The Hightower Report
Come On, Congress, Get Some Gumption; and No Punishment for Exxon Malfeasance?
By Jim Hightower, Fri., March 28, 2008
Come On, Congress, Get Some Gumption
If the arrogant autocrats of the Bush regime had been depicted in a 1950s B-movie, it would be called The Imperial Presidency Strikes Again, and the movie poster would feature members of Congress cowering at the feet of an all-powerful Bush.
Sadly, the image is all too real, for the Bushites are slapping down Congress once again. At issue is the crass effort by the White House and top Justice Department officials to turn America's nonpartisan U.S. attorneys offices over to GOP political hacks willing to attack Democratic officeholders. They got caught, but the White House is even refusing to have this politicalization of justice investigated.
When Congress subpoenaed two top Bush aides who were involved to testify, they defied this perfectly legal demand. A House committee then voted to hold the two officials in contempt, but Democratic leaders were skittish about even asking Bush's attorney general to enforce the contempt citation. When they finally got up the nerve to do so, the attorney general imperiously said no, unilaterally rejecting Congress' clear constitutional power to investigate such wrongdoing.

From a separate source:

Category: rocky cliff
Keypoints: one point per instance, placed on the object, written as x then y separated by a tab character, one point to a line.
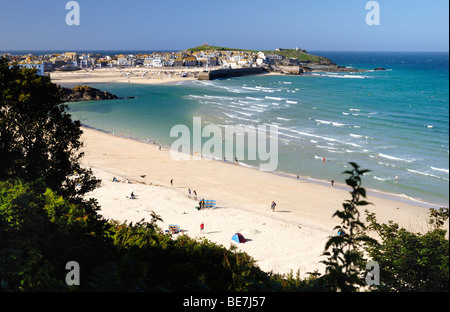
85	93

Some in Congress meekly say their hands are tied, that they can't make a recalcitrant presidency obey the law. But that's as wrong as it is pathetic. A little-known doctrine called the power of "inherent contempt" gives Congress the incontrovertible right to enforce its own contempt citations – a right it has exercised before and that has been upheld by the Supreme Court. By "enforce," I mean Congress can send its sergeant-at-arms to arrest the White House outlaws, imprison them in a Capitol jail, and put them on trial by Congress itself.

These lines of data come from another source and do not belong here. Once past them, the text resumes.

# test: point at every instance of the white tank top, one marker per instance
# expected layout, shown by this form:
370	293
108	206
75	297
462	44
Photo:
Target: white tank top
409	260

America's founders intentionally created a muscular Congress. The question is whether today's leaders have the gumption to measure up to their own institutional power.
No Punishment for Exxon Malfeasance?
How time flies. Think back to 1989, for example. Hillary Clinton was the obscure first lady of Arkansas, back then. Roger Clemens was pitching for the Boston Red Sox and had never even heard of steroids. And the Exxon Valdez ran aground in Alaska's Prince William Sound, causing the worst oil spill in U.S. history.
Nineteen years later, Exxon has merged into ExxonMobil, and it has prospered enormously, banking $40 billion in profits last year alone – the richest year for any corporation in history. Back at Prince William Sound, however, the picture is not so rosy, for Exxon's malfeasance devastated the ecology, the economy, and thousands of lives there.
In an area that's dependent on fishing, the waters are still polluted with some 85 tons of Exxon's crude. Herring, which was the main catch for local fishing families, accounting for half of the yearly income for many of them, has essentially been wiped out by the spill. The economic stress has led to bankruptcies, divorces, and suicides.
Meanwhile, ExxonMobil has deployed a battalion of $600-an-hour lawyers to stiff the locals, keeping the people's lawsuit stalled in America's corporate-biased court system. Nearly two decades ago, a jury awarded $5 billion in punitive damages to some 33,000 victims of Exxon's spill, yet the oil giant has not paid a penny of it. In various appeals courts the corporation got the sum cut in half, and its lawyers are now asking the Supreme Court to reduce the penalty to absolute zero.
So, 19 years after its tanker dumped 11 million gallons of crude into the lives of thousands of people, ExxonMobil is pulling every legal trick to avoid a punishment that would amount to only three weeks' worth of its 2007 profits. And Exxon's top executives, living in luxury 3,000 miles away, wonder why people despise Big Oil.